Data is included in cells A1:D6. Results of three different calls to LINEST are shown for Excel 2002 and for earlier versions of Excel in cells F8:I27, and the results for Excel 2003 and for later versions of Excel are in cells K8:N27.

To verify that the results in your version coincide with the results in cells F8:I27 or in cells K8:N27, you can enter the following three array formulas:

  • Select cell A9 and the cell range A9:C13, and then enter the following formula as an array formula:

    =LINEST(A2:A6,B2:C6,TRUE,TRUE)
  • Select cell A16 and the cell range A16:D20, and then enter the following formula as an array formula:

    =LINEST(A2:A6,B2:D6,FALSE,TRUE)
  • Select cell A23 and the cell range A23:B27, and then enter the following formula as an array formula:

    =LINEST(A2:A6,B2:B6,TRUE,TRUE)

The first model, in rows 8 to 13, uses columns B and C as predictors. By omitting the third argument, the first model requests Excel to model the intercept. Excel then effectively inserts an additional predictor column that looks just like cells D2:D6. Entries in column C in rows 2 to 6 are exactly equal to the sum of the corresponding entries in columns B and D. Therefore, collinearity is present because column C is a sum of multiples of column B and an additional column of 1s inserted by LINEST because the third argument to LINEST was omitted or set to TRUE (the "normal" case). Collinearity causes numeric problems, Excel 2002 and earlier versions of Excel cannot compute results, and the LINEST output table is filled with #NUM!.

The second model, in rows 15 to 20, uses columns B, C, and D as predictors but sets the third argument of LINEST to FALSE. Because the intercept was explicitly modeled through column D, you do not want Excel to separately model the intercept by building a second column of 1s. Again, collinearity is present because entries in column C in rows 2 to 6 are exactly equal to the sum of corresponding entries in columns B and D. Analyzing the presence of collinearity is not affected by the fact that column D is explicitly used in this model and a similar column of 1s is created internally by Excel in the first model. In this case, values are computed for the LINEST output table, but some of the values are not appropriate.

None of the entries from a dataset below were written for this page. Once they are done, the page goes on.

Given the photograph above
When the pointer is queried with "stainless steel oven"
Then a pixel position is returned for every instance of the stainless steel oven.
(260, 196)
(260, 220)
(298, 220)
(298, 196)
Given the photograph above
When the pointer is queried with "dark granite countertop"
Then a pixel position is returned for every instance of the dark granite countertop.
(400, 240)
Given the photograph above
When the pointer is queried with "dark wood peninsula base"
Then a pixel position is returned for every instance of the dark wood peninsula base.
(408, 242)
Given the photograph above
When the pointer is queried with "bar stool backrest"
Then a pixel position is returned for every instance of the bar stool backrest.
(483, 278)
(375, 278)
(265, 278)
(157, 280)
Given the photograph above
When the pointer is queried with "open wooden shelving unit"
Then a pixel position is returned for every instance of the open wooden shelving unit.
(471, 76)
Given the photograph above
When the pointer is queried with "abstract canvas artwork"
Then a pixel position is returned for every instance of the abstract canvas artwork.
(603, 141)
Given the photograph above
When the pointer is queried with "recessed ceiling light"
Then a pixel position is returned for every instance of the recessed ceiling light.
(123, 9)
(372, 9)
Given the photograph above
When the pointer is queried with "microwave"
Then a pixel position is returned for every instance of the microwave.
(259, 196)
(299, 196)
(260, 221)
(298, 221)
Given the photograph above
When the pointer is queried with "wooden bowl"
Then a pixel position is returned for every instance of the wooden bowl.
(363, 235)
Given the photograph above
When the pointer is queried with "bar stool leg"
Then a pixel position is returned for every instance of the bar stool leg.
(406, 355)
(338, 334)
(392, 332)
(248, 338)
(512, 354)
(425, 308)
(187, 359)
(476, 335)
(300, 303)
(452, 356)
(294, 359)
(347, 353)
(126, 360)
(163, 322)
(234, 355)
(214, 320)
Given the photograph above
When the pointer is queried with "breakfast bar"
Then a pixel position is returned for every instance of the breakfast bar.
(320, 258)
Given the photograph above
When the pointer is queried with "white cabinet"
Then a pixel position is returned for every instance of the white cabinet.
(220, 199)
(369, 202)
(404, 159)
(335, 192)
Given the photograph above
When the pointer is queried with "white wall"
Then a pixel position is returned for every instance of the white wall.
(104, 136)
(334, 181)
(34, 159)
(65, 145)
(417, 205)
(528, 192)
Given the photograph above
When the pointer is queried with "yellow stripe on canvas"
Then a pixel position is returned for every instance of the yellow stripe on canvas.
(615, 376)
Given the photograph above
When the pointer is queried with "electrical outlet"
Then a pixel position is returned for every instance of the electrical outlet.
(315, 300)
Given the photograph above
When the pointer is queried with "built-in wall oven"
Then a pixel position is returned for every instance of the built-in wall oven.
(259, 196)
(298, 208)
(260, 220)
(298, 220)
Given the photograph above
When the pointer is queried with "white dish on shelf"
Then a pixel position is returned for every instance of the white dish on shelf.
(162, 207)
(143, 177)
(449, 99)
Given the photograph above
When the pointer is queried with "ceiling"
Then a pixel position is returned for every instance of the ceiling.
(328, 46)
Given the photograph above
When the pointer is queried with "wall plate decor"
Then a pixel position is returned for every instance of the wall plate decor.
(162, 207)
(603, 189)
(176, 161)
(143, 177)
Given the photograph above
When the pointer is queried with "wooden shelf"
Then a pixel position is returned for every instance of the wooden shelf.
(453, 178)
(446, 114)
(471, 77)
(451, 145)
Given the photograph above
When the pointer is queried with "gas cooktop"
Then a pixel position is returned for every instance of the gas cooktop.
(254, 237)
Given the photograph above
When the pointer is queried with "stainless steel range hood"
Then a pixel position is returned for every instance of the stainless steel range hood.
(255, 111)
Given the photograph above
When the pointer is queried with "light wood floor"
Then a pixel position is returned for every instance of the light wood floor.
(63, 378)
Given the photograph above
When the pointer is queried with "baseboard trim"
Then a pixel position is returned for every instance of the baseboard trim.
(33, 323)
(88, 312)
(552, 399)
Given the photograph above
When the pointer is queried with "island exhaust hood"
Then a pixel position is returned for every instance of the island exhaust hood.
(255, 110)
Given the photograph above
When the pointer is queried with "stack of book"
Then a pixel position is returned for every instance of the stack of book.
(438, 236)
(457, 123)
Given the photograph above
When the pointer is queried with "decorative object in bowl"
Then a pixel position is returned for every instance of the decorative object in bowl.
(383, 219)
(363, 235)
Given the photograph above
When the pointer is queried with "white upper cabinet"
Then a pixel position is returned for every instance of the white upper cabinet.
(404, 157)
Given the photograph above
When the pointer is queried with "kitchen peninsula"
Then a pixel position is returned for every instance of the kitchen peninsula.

Any version of Excel can handle the third model (in rows 22 to 27). There is no collinearity, and Excel models the intercept, thereby avoiding the model with the third argument set to FALSE (that uses the incorrect formulas to compute some statistics in versions of Excel earlier than Excel 2003). This example is included in this article for the following reasons:

  • This example is perhaps most typical of practical cases: no collinearity is present and the third argument to LINEST is either TRUE or omitted. All versions of Excel can handle these cases. If you use Excel 2002 or an earlier version of Excel, numeric problems are not likely to occur in these cases.
  • This example is used to compare behavior of Excel 2003 and of later versions of Excel in the three models. Most major statistical packages analyze collinearity, remove a column that is a sum of multiples of others from the model, and alert you with a message like "Column C is linearly dependent on other predictor columns and has been removed from the analysis."

In Excel 2003 and in later versions of Excel, the message is conveyed in the LINEST output table instead of in a text string. A regression coefficient that is zero and whose standard error is also zero corresponds to a coefficient for a column that has been removed from the model. The entries in cells K9:K10 show this. In this case, LINEST removed column C (coefficients in cells K9, L9, M9 correspond to columns C, B, and Excel's intercept column, respectively). When collinearity is present, any one of the columns that are involved can be removed.

The second model in rows 15 to 20 sets the third argument of LINEST to FALSE. The entries in cells N16:N17 are Excel's standard way of conveying this information. Entries in cells K16:K17 show that LINEST removed one column (column D) from the model. Coefficients in columns L and M are for data columns C and B, respectively.

In the third model, in rows 22 to 27, no collinearity is present and no columns are removed. The predicted y values are the same in all three models because explicitly modeling an intercept (like in the second model) provides exactly the same modeling capability as implicitly modeling it in Excel internally (like in the first model and the third model). Also, removing a redundant column that is a sum of multiples of others (like in the first model and the second model) does not reduce the goodness of fit of the resulting model. Such columns are removed precisely because they represent no value added in trying to find the best least squares fit.

The following example is a final example of collinearity. The data in this example is also used in the QR Decomposition example in this article. To illustrate the final example of collinearity, follow these steps:

  1. Create a blank Excel worksheet, and then copy the following table.
  2. In Excel 2003 and in earlier versions of Excel, click cell A1 in your blank Excel worksheet, and then on the Edit menu, click Paste so that the entries in the table fill cells A1:D25 in your worksheet.

    In Excel 2007, click cell A1 in your blank Excel worksheet, and then click Paste in the Clipboard group on the Home tab so that the entries in the table fill cells A1:D25 in the worksheet.
  3. After you paste the table into your new Excel worksheet, click Paste Options, and then click Match Destination Formatting.
  4. In Excel 2003 and in earlier versions of Excel, while the pasted range is still selected, on the Format menu, point to Column, and then click AutoFit Selection.

    In Excel 2007, while the pasted range is still selected, click Format in the Cells group on the Home tab, and then click AutoFit Column Width.
  5. Select cell A7 and the cell range A7:C11. The formula editing bar should display the following information:

    =LINEST(A2:A5,C2:D5,,TRUE)

  6. Enter the information from the formula editing bar as an array formula by pressing CTRL+SHIFT+ENTER.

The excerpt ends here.